En annulant un projet essentiel à la vitalité de Saint-Damase dans le seul but de favoriser la région de Montréal, le gouvernement du Québec a profondément déçu le maire de la municipalité, Germain Chabot.

« C’est affreux! Ils vont tuer nos municipalités rurales. On ne peut pas ratatiner, on a besoin de ce développement là! », s’insurge-t-il. Lui qui a tout tenté pour faire renverser la vapeur n’a obtenu aucun support des représentants du ministère des Affaires municipales, des régions et de l’Occupation du territoire (MAMROT), que ce soit à Québec ou à la direction régionale du Ministère.

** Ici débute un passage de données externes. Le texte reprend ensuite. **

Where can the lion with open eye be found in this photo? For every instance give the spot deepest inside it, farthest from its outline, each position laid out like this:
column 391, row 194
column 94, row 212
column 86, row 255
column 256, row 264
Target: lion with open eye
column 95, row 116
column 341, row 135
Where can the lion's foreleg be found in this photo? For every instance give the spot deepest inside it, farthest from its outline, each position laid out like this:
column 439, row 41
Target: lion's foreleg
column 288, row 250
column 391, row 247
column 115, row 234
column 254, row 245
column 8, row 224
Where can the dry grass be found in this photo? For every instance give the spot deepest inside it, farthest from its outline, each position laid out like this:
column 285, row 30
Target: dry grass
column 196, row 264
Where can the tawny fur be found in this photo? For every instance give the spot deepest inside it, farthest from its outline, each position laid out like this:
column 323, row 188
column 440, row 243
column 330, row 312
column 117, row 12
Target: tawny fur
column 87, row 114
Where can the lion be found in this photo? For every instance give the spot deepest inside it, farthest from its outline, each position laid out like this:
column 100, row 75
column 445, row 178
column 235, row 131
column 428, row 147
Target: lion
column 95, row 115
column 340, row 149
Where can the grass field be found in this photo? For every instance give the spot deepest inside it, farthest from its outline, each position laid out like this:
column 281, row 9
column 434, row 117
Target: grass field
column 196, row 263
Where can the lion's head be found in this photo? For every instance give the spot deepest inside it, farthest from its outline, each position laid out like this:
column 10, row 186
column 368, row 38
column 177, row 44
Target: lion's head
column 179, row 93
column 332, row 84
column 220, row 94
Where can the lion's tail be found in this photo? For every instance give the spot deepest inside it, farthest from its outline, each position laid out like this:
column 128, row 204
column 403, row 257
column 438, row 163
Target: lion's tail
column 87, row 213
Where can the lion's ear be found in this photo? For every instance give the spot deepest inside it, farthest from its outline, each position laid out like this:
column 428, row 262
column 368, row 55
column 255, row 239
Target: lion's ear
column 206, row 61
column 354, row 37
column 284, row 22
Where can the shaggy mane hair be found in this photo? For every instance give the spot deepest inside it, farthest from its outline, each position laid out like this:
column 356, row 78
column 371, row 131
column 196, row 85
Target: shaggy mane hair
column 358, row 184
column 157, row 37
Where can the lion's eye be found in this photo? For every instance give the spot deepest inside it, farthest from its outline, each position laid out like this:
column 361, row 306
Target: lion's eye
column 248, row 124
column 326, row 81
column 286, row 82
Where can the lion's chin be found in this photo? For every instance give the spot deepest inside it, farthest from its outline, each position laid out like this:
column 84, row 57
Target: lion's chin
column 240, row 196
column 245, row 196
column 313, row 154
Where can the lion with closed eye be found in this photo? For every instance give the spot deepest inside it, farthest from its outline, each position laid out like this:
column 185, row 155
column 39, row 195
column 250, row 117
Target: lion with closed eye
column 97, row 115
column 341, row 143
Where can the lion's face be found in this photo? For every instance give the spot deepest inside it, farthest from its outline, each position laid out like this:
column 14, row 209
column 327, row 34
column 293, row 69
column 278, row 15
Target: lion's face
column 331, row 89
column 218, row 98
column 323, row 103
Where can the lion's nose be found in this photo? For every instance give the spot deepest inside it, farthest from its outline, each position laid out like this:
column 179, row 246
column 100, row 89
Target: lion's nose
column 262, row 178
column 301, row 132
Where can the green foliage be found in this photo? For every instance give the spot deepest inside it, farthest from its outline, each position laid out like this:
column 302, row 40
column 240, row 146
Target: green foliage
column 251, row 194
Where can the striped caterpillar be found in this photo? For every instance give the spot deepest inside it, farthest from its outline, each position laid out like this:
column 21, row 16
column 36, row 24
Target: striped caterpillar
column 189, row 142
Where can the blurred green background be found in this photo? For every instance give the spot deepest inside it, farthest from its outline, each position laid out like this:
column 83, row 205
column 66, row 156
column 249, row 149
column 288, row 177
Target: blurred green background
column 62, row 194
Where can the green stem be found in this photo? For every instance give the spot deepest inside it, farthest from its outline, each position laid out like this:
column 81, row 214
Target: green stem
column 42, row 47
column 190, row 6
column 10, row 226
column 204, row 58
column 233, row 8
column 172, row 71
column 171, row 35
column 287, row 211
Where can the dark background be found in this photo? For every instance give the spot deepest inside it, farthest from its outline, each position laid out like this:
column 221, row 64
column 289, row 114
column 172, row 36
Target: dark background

Ces dernières années, Saint-Damase a pu se développer au rythme de 14 ou 15 nouvelles maisons par année grâce à une banque de lots résidentiels qui arrive à épuisement. Sans le nouveau projet de 90 maisons que le ministre Clément Lessard vient de tuer dans l’oeuf, il ne reste de l’espace que pour 12 ou 20 maisons selon le type de construction, de quoi tenir une autre année à peine, signale le maire Chabot. « La demande est forte. Nous avons 750 emplois à Saint-Damase répartis dans des entreprises importantes comme Olymel, Exceldor, Damafro, Meuble Saint-Damase et Lassonde, sans compter tous les emplois en agriculture et dans deux grosses entreprises de transport, Choquette et Damco. De plus en plus, les jeunes veulent s’approcher de leur travail et les gens plus âgés veulent demeurer dans leur village. Il y a un intérêt majeur (pour Saint-Damase) et nous, nous devons donner des services », fait valoir le maire Chabot.Il croit que le gouvernement fait fausse route en voulant priver les milieux ruraux d’une certaine croissance. « Notre gouvernement nous dit qu’il faut garder les régions vivantes, mais d’un autre côté, il ferme la porte à leur développement. On s’en va où comme ça? Qu’est-ce qui va arriver dans nos municipalités rurales? », s’interroge-t-il.M. Chabot a expliqué que c’est surtout parce que la zone urbaine de Saint-Damase est déjà densément occupée que la CPTAQ a accepté que 13,1 hectares d’une terre cultivée pour le maïs et s’étendant au nord de la municipalité, derrière l’école et l’église, soient détachés de la zone agricole à des fins résidentielles. L’une des voies d’accès au lotissement aurait permis l’aménagement d’un débarcadère pour l’école, projet qui devra maintenant être abandonné. « C’était le site idéal pour du développement, au centre du village et à côté de l’école », fait-il valoir.Il espère que la prochaine campagne électorale lui donnera l’occasion de revenir sur toute cette affaire. « Si j’ai la chance de poser des questions à la candidate libérale, je vais le faire, c’est sûr », promet-il.